La proposta progettuale sostenuta anche da Federagenti
LIVORNO / PISA – Un ponte stradale fisso tra lo Scolmatore dell’Arno e il Canale dei Navicelli, accompagnato da una nuova arteria di collegamento lunga circa due o tre chilometri, potrebbe rappresentare una soluzione concreta per uno dei principali nodi di mobilità dell’area costiera tra Pisa e Livorno. L’idea, sostenuta da tempo tra gli altri anche dal già presidente di Assonautica e ex direttore di Intercontainers nonchè port captain di Zim, Angelo Roma e da Enrico Bonistalli, vicepresidente di Federagenti, punta a separare fisicamente il traffico legato alle attività portuali da quello turistico diretto verso il litorale. La proposta nasce dall’esigenza di ridurre le interferenze tra mezzi pesanti e flussi di vacanzieri che, soprattutto durante la stagione estiva, condividono gli stessi assi viari. Oggi camion diretti alle aree portuali e auto dirette alle località balneari percorrono infatti le stesse strade, con conseguenti rallentamenti, code e situazioni di potenziale rischio per la sicurezza.
Il progetto prevede la realizzazione di un ponte stradale sul canale nel punto ritenuto più funzionale per garantire un attraversamento diretto. L’infrastruttura potrebbe essere realizzata con una campata unica oppure con più campate, in funzione delle esigenze della navigazione lungo il canale. Dal nuovo ponte partirebbe una strada di collegamento che attraverserebbe alcune aree agricole attualmente coltivate o incolte, per poi dirigersi verso la fascia costiera più a nord e collegarsi alla viabilità esistente diretta al mare. In questo modo verrebbe creato un nuovo asse viario capace di ridistribuire i flussi di traffico.

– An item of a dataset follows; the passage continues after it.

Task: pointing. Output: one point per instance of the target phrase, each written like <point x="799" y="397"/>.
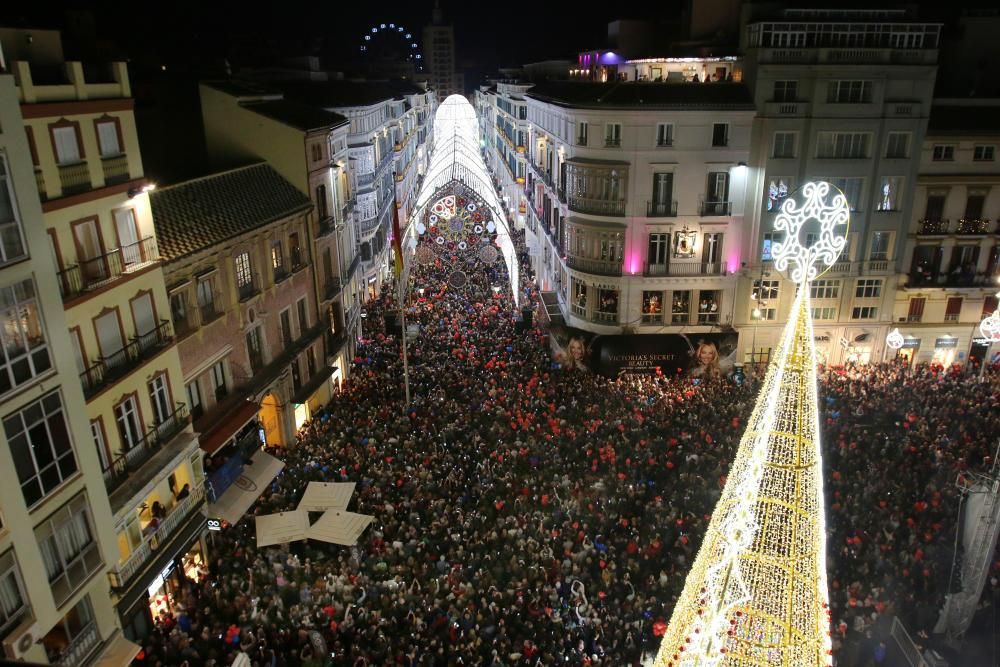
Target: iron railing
<point x="107" y="370"/>
<point x="132" y="459"/>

Per il sistema logistico e portuale i benefici sarebbero significativi: i mezzi pesanti avrebbero un accesso più diretto verso la rete autostradale, riducendo le interferenze con il traffico turistico. Ciò consentirebbe percorsi più rapidi per il trasporto merci, una minore congestione nelle ore di punta e una diminuzione delle code legate ai picchi stagionali. Anche per i turisti diretti verso il litorale la nuova infrastruttura potrebbe migliorare sensibilmente la mobilità, offrendo un accesso più diretto al mare e riducendo il passaggio attraverso zone industriali. La separazione dei flussi contribuirebbe inoltre a limitare la presenza di mezzi pesanti nelle aree frequentate da residenti e visitatori.
Secondo le prime ipotesi progettuali, il collegamento avrebbe una lunghezza complessiva compresa tra due e tre chilometri. Nel punto individuato per l’attraversamento il canale presenta una larghezza di circa 200 metri e il ponte potrebbe essere realizzato con una pila di estremità in corrispondenza dell’innesto del viadotto e una pila intermedia tra lo Scolmatore e i Navicelli.

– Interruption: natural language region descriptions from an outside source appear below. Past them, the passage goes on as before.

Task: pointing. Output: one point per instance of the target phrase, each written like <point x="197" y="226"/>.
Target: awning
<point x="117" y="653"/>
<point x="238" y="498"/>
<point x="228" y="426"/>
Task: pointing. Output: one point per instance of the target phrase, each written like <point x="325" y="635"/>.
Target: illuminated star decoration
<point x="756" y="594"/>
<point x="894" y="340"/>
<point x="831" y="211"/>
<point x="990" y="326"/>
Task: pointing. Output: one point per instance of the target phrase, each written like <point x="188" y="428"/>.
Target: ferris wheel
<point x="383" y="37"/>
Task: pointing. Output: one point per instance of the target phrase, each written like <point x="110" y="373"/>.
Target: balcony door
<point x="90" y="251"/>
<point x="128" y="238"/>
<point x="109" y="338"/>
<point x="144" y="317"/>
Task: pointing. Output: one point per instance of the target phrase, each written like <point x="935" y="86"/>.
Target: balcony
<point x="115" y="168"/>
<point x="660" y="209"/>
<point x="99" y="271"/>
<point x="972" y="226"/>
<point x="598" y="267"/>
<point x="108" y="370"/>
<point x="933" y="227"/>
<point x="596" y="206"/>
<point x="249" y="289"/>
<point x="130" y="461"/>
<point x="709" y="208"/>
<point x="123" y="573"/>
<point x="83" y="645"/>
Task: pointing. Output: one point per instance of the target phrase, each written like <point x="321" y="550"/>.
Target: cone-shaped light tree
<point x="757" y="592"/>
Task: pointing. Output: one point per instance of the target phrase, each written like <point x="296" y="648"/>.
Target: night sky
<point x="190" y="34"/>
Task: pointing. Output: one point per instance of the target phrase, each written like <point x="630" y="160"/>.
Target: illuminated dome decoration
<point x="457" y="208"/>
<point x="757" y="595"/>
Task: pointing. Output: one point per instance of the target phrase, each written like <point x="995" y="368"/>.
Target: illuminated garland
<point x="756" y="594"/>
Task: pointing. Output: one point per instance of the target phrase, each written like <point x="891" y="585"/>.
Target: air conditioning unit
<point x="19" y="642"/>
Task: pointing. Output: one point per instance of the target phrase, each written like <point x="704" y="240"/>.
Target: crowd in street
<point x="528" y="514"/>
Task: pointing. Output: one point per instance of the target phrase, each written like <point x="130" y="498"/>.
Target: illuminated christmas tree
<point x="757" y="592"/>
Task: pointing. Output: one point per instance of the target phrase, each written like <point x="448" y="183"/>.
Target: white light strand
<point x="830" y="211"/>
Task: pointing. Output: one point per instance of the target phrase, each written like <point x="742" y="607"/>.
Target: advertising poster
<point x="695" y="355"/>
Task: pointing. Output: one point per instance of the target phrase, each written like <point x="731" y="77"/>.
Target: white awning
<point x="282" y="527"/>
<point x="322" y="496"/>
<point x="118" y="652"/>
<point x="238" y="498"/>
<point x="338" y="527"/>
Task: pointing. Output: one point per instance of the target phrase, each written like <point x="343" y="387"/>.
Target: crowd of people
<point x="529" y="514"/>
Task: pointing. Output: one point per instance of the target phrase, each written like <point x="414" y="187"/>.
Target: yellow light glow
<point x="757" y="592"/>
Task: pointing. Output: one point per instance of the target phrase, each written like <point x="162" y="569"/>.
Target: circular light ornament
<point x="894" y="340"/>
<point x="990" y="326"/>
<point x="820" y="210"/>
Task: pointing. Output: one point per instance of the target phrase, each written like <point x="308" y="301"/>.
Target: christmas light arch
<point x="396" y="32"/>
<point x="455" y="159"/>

Oltre agli effetti sulla mobilità, l’intervento potrebbe contribuire anche a una migliore organizzazione del territorio. Una viabilità più efficiente favorirebbe infatti una gestione più ordinata delle aree costiere, con possibili benefici sia per le attività economiche sia per la qualità della vita delle comunità locali, riducendo al contempo l’inquinamento acustico e atmosferico nelle zone oggi attraversate dal traffico.

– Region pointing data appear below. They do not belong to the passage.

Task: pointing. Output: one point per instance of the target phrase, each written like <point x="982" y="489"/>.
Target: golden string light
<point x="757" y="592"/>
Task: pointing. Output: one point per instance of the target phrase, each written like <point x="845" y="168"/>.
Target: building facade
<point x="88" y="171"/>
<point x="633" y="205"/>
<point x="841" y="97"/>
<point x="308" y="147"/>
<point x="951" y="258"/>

Il tema della realizzazione di un nuovo collegamento infrastrutturale era stato richiamato anche dal viceministro delle Infrastrutture Edoardo Rixi, che nell’Agosto 2024, durante un convegno dedicato alla nautica pisana, aveva sottolineato la disponibilità delle risorse per completare la messa in sicurezza dell’intero canale e affrontare anche il nodo del nuovo ponte. Un’opera che, nelle prospettive illustrate allora, potrebbe contribuire a migliorare la connessione tra il sistema dei Navicelli e il porto di Livorno, anche alla luce dei futuri sviluppi infrastrutturali legati alla realizzazione della Darsena Europa.